Réalisée par l'agence Publicis Dialog pour l'association Elle's Imagine'nt , cette nouvelle campagne intitulée "Trouver les mots" a été photographiée par le Britannique Jason Hindley. Son but ? Accompagner les victimes de violences domestiques et les inciter à briser la loi du silence qui profite à leur bourreau. "C'est à elles que s'adresse cette campagne ou plutôt à toutes celles qui hésitent à nous contacter, explique Elle's Imagine'nt dans un communiqué. Les violences conjugales sont complexes et revêtent plusieurs formes : physiques, mais aussi psychologiques, sexuelles, économiques et administratives. Difficile de s'y retrouver, d'avoir les idées claires surtout quand l'homme en question est notre compagnon, celui que l'on a choisi et que l'on aime."

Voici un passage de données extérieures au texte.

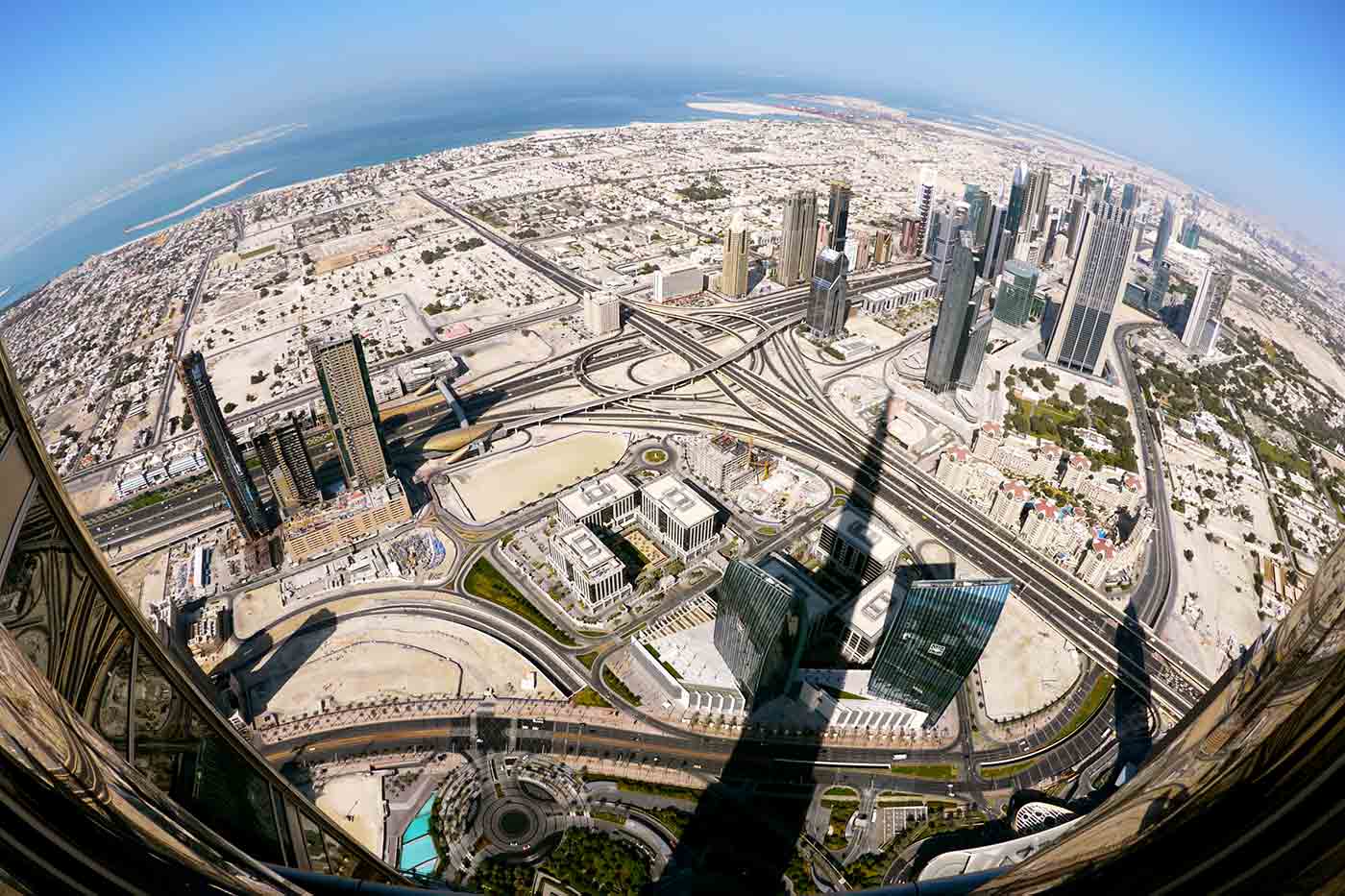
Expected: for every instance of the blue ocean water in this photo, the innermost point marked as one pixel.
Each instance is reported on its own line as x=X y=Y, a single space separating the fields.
x=412 y=127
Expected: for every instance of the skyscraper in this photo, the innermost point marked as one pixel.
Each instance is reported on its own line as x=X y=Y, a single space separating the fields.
x=935 y=638
x=838 y=214
x=1165 y=231
x=951 y=339
x=1096 y=285
x=797 y=237
x=1207 y=309
x=827 y=304
x=733 y=278
x=924 y=207
x=285 y=460
x=945 y=225
x=760 y=628
x=226 y=459
x=352 y=410
x=1017 y=287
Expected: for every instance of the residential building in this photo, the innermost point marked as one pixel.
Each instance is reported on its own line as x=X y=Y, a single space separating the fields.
x=604 y=503
x=762 y=627
x=286 y=463
x=1207 y=311
x=938 y=633
x=797 y=238
x=1080 y=331
x=958 y=343
x=678 y=517
x=838 y=214
x=349 y=517
x=827 y=303
x=589 y=568
x=1009 y=502
x=352 y=409
x=924 y=210
x=226 y=458
x=1098 y=561
x=989 y=437
x=721 y=460
x=856 y=544
x=601 y=312
x=1017 y=291
x=733 y=280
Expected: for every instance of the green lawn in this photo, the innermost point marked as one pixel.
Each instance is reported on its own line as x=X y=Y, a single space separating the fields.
x=487 y=583
x=589 y=697
x=938 y=771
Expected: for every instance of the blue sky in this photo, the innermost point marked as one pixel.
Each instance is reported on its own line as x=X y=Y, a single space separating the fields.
x=1243 y=101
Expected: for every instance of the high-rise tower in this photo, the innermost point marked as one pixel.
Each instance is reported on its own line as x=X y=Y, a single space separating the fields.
x=226 y=459
x=797 y=238
x=1096 y=285
x=924 y=206
x=937 y=635
x=733 y=278
x=838 y=214
x=286 y=463
x=827 y=304
x=352 y=412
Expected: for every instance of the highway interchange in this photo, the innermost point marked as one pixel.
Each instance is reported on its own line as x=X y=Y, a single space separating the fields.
x=764 y=392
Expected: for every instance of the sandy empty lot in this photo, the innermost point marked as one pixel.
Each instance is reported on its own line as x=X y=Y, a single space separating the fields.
x=497 y=487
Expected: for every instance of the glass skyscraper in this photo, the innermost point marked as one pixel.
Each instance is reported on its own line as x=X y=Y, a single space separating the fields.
x=935 y=638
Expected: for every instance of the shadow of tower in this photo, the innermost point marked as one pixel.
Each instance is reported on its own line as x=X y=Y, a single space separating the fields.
x=750 y=826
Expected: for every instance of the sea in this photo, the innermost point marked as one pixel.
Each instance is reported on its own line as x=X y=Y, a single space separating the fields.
x=367 y=132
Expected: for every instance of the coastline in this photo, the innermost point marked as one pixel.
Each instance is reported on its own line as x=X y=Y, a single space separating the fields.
x=197 y=204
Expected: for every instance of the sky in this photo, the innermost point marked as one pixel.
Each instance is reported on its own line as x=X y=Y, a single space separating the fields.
x=1246 y=103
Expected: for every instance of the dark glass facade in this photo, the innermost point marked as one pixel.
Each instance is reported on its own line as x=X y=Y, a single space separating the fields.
x=934 y=641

Libérer la parole des femmes battues

Car c'est bien de cela qu'il s'agit : rompre l'omerta qui règne souvent dans les couples où la violence est quotidienne, et inciter les femmes à parler. "L'homme violent va utiliser leur silence pour les isoler encore plus. Il faut donc casser ce cercle vicieux, et pour cela il n'y a qu'une seule chose : la parole", explique à Elle.fr la vice-présidente d'Elle's Imagine'nt Bérénice Sylvain.


"Les femmes victimes de violences conjugales peuvent craindre la réaction des personnes à qui elles se confient et ce côté un peu irrévocable : à partir du moment où l'on parle, ou ouvre la boîte de Pandore", considère Bérénice Sylvain. Elle invite pourtant les femmes à parler, étape obligatoire pour sortir du joug de leur compagnon violent et reconstruire leur vie.


En France, une femme meurt tous les trois jours sous les coups de son compagnon.